Personal touches can spark stronger client connections. Sam Patterson APFS, Chartered Financial Planner and Head of Delivery at Equilibrium, explains why suitability reports should reflect people, not just products.
“It’s my birthday today, so I’m planning on having a walk around a lake somewhere rather than being at work. I won’t be looking at my emails during the day, but if the matter is urgent, I can be reached on my mobile phone”.
The above was my out of office email response that I put in place a few weeks ago. I had a number of emails while away strolling around a lake, and all of the responses to my email reply were incredibly positive. When I returned to the office, to meetings arranged the week before, meetings began with an easy conversation starter, proving how even a small personal touch, such as a personalised out of office response, can begin to create a connection.
Remembering that financial planning is about people
Sometimes we can forget that financial planning is all about people, not paperwork. Yet too often, our interactions with clients and colleagues within the profession can come across wooden and dull, in a seemingly never-ending pursuit of being professional. However, the cost of this is we can come across as being disinterested in the very person that we are speaking with.

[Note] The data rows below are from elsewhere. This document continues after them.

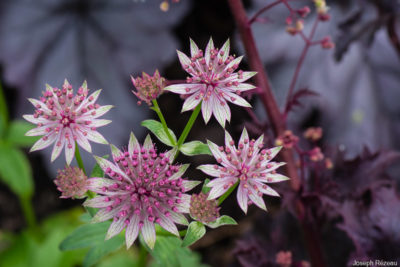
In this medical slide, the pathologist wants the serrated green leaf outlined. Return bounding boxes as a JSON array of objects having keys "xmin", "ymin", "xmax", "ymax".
[
  {"xmin": 182, "ymin": 221, "xmax": 206, "ymax": 247},
  {"xmin": 83, "ymin": 234, "xmax": 125, "ymax": 267},
  {"xmin": 201, "ymin": 178, "xmax": 211, "ymax": 194},
  {"xmin": 59, "ymin": 221, "xmax": 111, "ymax": 251},
  {"xmin": 205, "ymin": 215, "xmax": 237, "ymax": 228},
  {"xmin": 179, "ymin": 141, "xmax": 212, "ymax": 156},
  {"xmin": 141, "ymin": 120, "xmax": 177, "ymax": 146},
  {"xmin": 0, "ymin": 144, "xmax": 34, "ymax": 198},
  {"xmin": 6, "ymin": 120, "xmax": 40, "ymax": 147}
]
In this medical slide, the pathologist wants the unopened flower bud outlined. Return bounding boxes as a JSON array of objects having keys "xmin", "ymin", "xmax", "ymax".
[
  {"xmin": 304, "ymin": 127, "xmax": 323, "ymax": 142},
  {"xmin": 190, "ymin": 193, "xmax": 220, "ymax": 223},
  {"xmin": 309, "ymin": 147, "xmax": 324, "ymax": 162},
  {"xmin": 131, "ymin": 70, "xmax": 165, "ymax": 105},
  {"xmin": 54, "ymin": 166, "xmax": 87, "ymax": 198},
  {"xmin": 275, "ymin": 130, "xmax": 299, "ymax": 148},
  {"xmin": 297, "ymin": 6, "xmax": 311, "ymax": 18},
  {"xmin": 321, "ymin": 36, "xmax": 335, "ymax": 49}
]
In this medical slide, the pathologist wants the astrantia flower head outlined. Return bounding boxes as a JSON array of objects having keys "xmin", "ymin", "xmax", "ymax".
[
  {"xmin": 84, "ymin": 134, "xmax": 199, "ymax": 248},
  {"xmin": 131, "ymin": 70, "xmax": 165, "ymax": 105},
  {"xmin": 198, "ymin": 129, "xmax": 289, "ymax": 213},
  {"xmin": 190, "ymin": 192, "xmax": 220, "ymax": 223},
  {"xmin": 165, "ymin": 39, "xmax": 256, "ymax": 127},
  {"xmin": 54, "ymin": 166, "xmax": 87, "ymax": 198},
  {"xmin": 23, "ymin": 80, "xmax": 112, "ymax": 165}
]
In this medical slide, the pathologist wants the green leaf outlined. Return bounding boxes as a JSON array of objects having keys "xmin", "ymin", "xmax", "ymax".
[
  {"xmin": 90, "ymin": 155, "xmax": 109, "ymax": 177},
  {"xmin": 201, "ymin": 178, "xmax": 211, "ymax": 194},
  {"xmin": 179, "ymin": 141, "xmax": 212, "ymax": 156},
  {"xmin": 83, "ymin": 234, "xmax": 125, "ymax": 267},
  {"xmin": 0, "ymin": 143, "xmax": 34, "ymax": 198},
  {"xmin": 182, "ymin": 221, "xmax": 206, "ymax": 247},
  {"xmin": 6, "ymin": 120, "xmax": 40, "ymax": 147},
  {"xmin": 141, "ymin": 120, "xmax": 177, "ymax": 146},
  {"xmin": 59, "ymin": 221, "xmax": 111, "ymax": 251},
  {"xmin": 205, "ymin": 215, "xmax": 237, "ymax": 228}
]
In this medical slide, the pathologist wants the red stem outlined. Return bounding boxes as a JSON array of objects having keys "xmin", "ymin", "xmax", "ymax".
[
  {"xmin": 285, "ymin": 16, "xmax": 319, "ymax": 115},
  {"xmin": 228, "ymin": 0, "xmax": 325, "ymax": 267},
  {"xmin": 249, "ymin": 0, "xmax": 282, "ymax": 24}
]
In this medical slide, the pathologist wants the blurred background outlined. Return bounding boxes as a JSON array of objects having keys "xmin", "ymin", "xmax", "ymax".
[{"xmin": 0, "ymin": 0, "xmax": 400, "ymax": 267}]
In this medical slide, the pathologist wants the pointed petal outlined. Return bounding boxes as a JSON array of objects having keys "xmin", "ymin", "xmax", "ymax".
[
  {"xmin": 128, "ymin": 132, "xmax": 140, "ymax": 155},
  {"xmin": 141, "ymin": 219, "xmax": 156, "ymax": 249},
  {"xmin": 106, "ymin": 220, "xmax": 125, "ymax": 240},
  {"xmin": 86, "ymin": 177, "xmax": 118, "ymax": 193},
  {"xmin": 29, "ymin": 133, "xmax": 57, "ymax": 152},
  {"xmin": 218, "ymin": 39, "xmax": 230, "ymax": 61},
  {"xmin": 190, "ymin": 38, "xmax": 199, "ymax": 57},
  {"xmin": 204, "ymin": 38, "xmax": 214, "ymax": 65},
  {"xmin": 182, "ymin": 180, "xmax": 201, "ymax": 192},
  {"xmin": 197, "ymin": 164, "xmax": 222, "ymax": 177},
  {"xmin": 83, "ymin": 196, "xmax": 112, "ymax": 208},
  {"xmin": 51, "ymin": 131, "xmax": 65, "ymax": 162},
  {"xmin": 86, "ymin": 129, "xmax": 108, "ymax": 145},
  {"xmin": 236, "ymin": 183, "xmax": 248, "ymax": 214},
  {"xmin": 223, "ymin": 91, "xmax": 251, "ymax": 107},
  {"xmin": 181, "ymin": 91, "xmax": 202, "ymax": 112},
  {"xmin": 125, "ymin": 214, "xmax": 140, "ymax": 248},
  {"xmin": 158, "ymin": 212, "xmax": 179, "ymax": 236},
  {"xmin": 65, "ymin": 138, "xmax": 75, "ymax": 165},
  {"xmin": 168, "ymin": 164, "xmax": 190, "ymax": 180},
  {"xmin": 201, "ymin": 98, "xmax": 213, "ymax": 124},
  {"xmin": 164, "ymin": 83, "xmax": 203, "ymax": 95}
]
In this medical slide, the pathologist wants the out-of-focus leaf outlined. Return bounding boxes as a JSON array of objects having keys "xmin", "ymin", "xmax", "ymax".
[
  {"xmin": 0, "ymin": 209, "xmax": 86, "ymax": 267},
  {"xmin": 141, "ymin": 120, "xmax": 177, "ymax": 146},
  {"xmin": 60, "ymin": 221, "xmax": 110, "ymax": 250},
  {"xmin": 0, "ymin": 143, "xmax": 34, "ymax": 198},
  {"xmin": 140, "ymin": 235, "xmax": 205, "ymax": 267},
  {"xmin": 206, "ymin": 215, "xmax": 237, "ymax": 228},
  {"xmin": 6, "ymin": 120, "xmax": 40, "ymax": 147},
  {"xmin": 83, "ymin": 234, "xmax": 125, "ymax": 267},
  {"xmin": 182, "ymin": 221, "xmax": 206, "ymax": 247},
  {"xmin": 179, "ymin": 141, "xmax": 212, "ymax": 156}
]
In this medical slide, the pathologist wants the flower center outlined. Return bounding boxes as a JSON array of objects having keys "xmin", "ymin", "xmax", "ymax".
[{"xmin": 60, "ymin": 115, "xmax": 75, "ymax": 128}]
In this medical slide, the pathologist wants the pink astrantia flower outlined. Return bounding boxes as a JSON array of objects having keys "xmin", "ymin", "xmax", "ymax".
[
  {"xmin": 165, "ymin": 39, "xmax": 256, "ymax": 127},
  {"xmin": 198, "ymin": 129, "xmax": 289, "ymax": 213},
  {"xmin": 23, "ymin": 80, "xmax": 112, "ymax": 165},
  {"xmin": 84, "ymin": 134, "xmax": 199, "ymax": 248}
]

My challenge therefore is this; if we can bring an element of personalisation to something as simple as an out of office message, why do we strip personality out of suitability reports, the very documents designed to help clients make potentially life-changing decisions?
Common shortfalls in suitability reports
Suitability reports can vary greatly depending on which company issues them, and even who writes them. However, suitability reports that fail to connect with clients often have similar shortfalls;
- they sound robotic, not personal to the client.
- clients don’t see their own goals reflected back to them through the financial advice.
- the language used often centres on the products or investments, instead of the people.
Making advice resonate with clients
The solution? Make suitability reports personal using language that connects with the individual reading it.
In my experience, clients rarely approach financial decisions in a purely logical way. More often than not, they make decisions emotionally and then justify them logically, meaning that our writing should reflect this. Studies into behavioural finance can provide an insight into this, and explain that cognitive biases, present bias and mental accounting can all shape how clients interpret financial advice.
Keeping the client’s perspective front and centre
Clients are people first and foremost. They don’t read suitability reports through the lens of a financial expert, picking up on the technical subtleties. They are reading the advice through their wish to achieve their own financial life goals. Therefore if our reports fall into the trap of leaning too heavily into the products and technical detail, we miss the chance to really connect with our clients in the way they wish to understand.
Using the BRAIN framework
One framework that has always worked for me is the BRAIN framework. A suitability report should outline the Benefits of a piece of advice, the Risks involved, any Alternatives, what the client’s Instincts were and finally, what happens if they do Nothing. By framing and communicating financial advice in this way, we shift the focus from the product to the person. Instead of leading with the technical features, the whole suitability report is positioned with the client in mind. How will your expertise benefit them and help them to achieve their goals, while also flagging any trade-offs involved. And by highlighting what will happen if Nothing is done, it is a great way of demonstrating exactly how that client’s life will be improved through your advice.
Connecting advice with what matters most
A framework like that can help both planners and paraplanners connect financial advice with what matters most to the clients. Anchoring recommendations in a client’s own words can make advice feel personal and relevant.
All practitioners within our profession will have different styles and different processes. However, we do all share the same desire of connecting with our clients, and adopting a more personal approach to written communication is vital for this.